Most of the time I want to push back against this charge. Most of the time I want to suggest that the God of love would never say such a thing, never think such a thing... and I hope I am right about the way I see this most of the time. Most of the time I want to believe that God could never have thought, let alone said out loud, “I am sorry that I made them,” as Genesis reports that God once said. This is the type of thing abusive parents say to their children, and we must tread very carefully when we allow for the possibility that such a thought could ever cross the mind of God. But there have been times lately when it has seemed plausible to me that God could have thought such a thing, if he looked down, and saw that the wickedness of humankind is great in the earth.
Indeed, this is an awful indictment, and one for which I could supply ample evidence from last week’s papers alone. But the fact remains that God has not stopped finding favor with us, despite our wicked tendencies, and the ease with which we give in to temptation. And we gather here, not to be indicted over and over again on account of our wickedness, but because of God’s unfailing favor, made manifest in the gift of his Son. And we realize that God didn’t call us together to be a church merely so we could remember how bad we are, recalling together the old stories of our un-faithfulness. He called us together to sanctify us and to save us, and so that he would know that he doesn’t mean it, and never did, when he hears us read in church that once he said, “I am sorry that I made them.”

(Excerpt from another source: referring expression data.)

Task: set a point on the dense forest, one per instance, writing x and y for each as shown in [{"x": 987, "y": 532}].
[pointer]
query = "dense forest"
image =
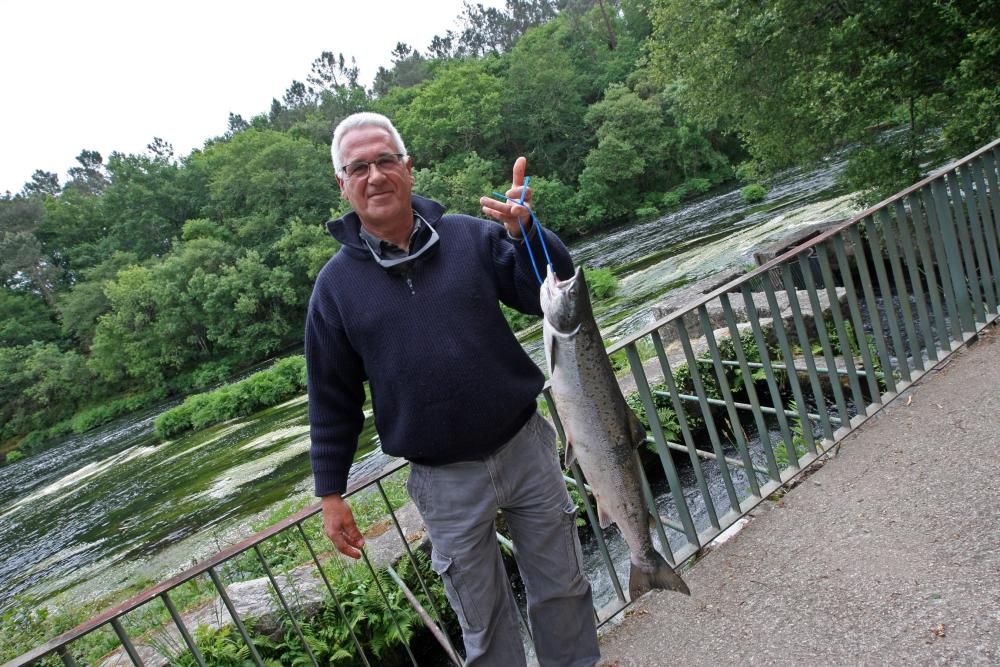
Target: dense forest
[{"x": 154, "y": 274}]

The weather notwithstanding, on Ash Wednesday I must admit that it felt to me as if the rain had began to fall again in large, heavy drops that pelted a school, and silenced the birds, and stung viciously as they hit the children, and sent them ducking for shelter, and found the dog cowering under the bed, as the sky darkened, and puddles of blood formed, and the sound and fury, and the thunder, and the awful flashes of lightning were almost enough to make me wonder, in a way, if the world, our world, was coming to an end, as the casings rattled to the ground, and we had to count to seventeen.
It made me ask, sincerely and urgently, What is wrong with us? Is the inclination of the human heart really so evil? Is our wickedness really so great?

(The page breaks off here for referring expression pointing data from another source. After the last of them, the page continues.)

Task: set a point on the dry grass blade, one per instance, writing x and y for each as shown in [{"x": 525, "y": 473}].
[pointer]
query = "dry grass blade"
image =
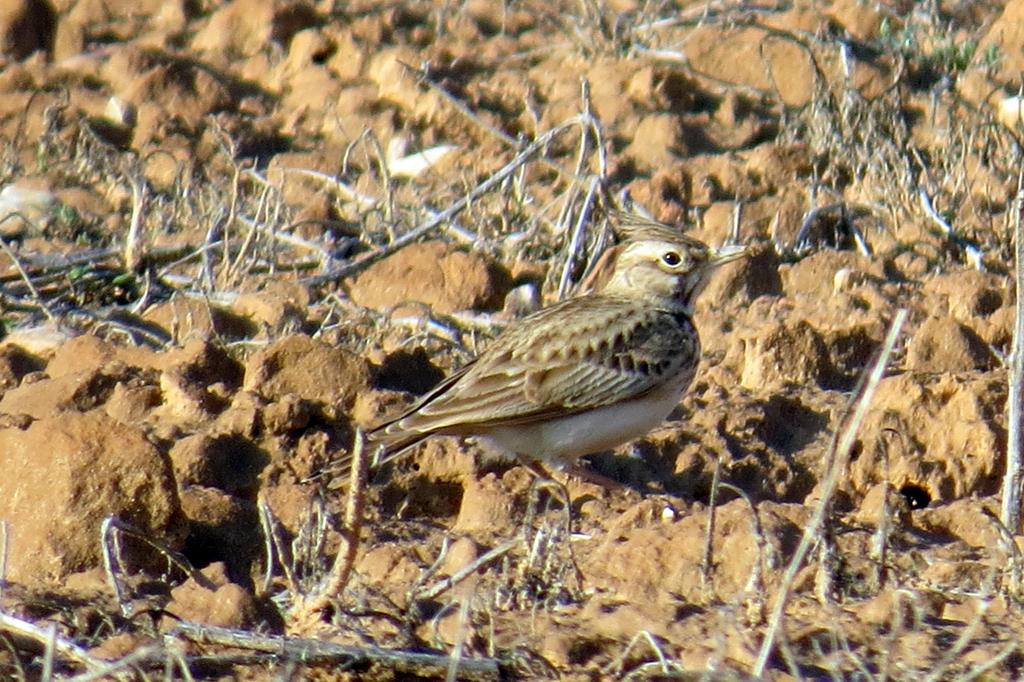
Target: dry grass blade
[
  {"x": 314, "y": 651},
  {"x": 842, "y": 446},
  {"x": 1012, "y": 480},
  {"x": 47, "y": 638},
  {"x": 436, "y": 219}
]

We come shivering and shaking into God’s presence, and we might well have these questions on our minds. We might even wonder if God is sorry that he made us. Which is why we need to remember again about the covenant, and about the sign of the rainbow. And we need to recall what God told Noah, “When the bow is in the clouds, I will see it and remember the everlasting covenant between God and every living creature...”. I will see it, myself, says God. I will see it, and remember.
This is not the first time I have found myself praying for a rainbow. And I fear it shall not be the last. And as I have a pretty good idea about the extent of my own weaknesses, and those of the human condition, I am praying that God will come quickly to help us, and that we will find God mighty to save. And that he will keep the rainbows coming, please, keep the rainbows coming!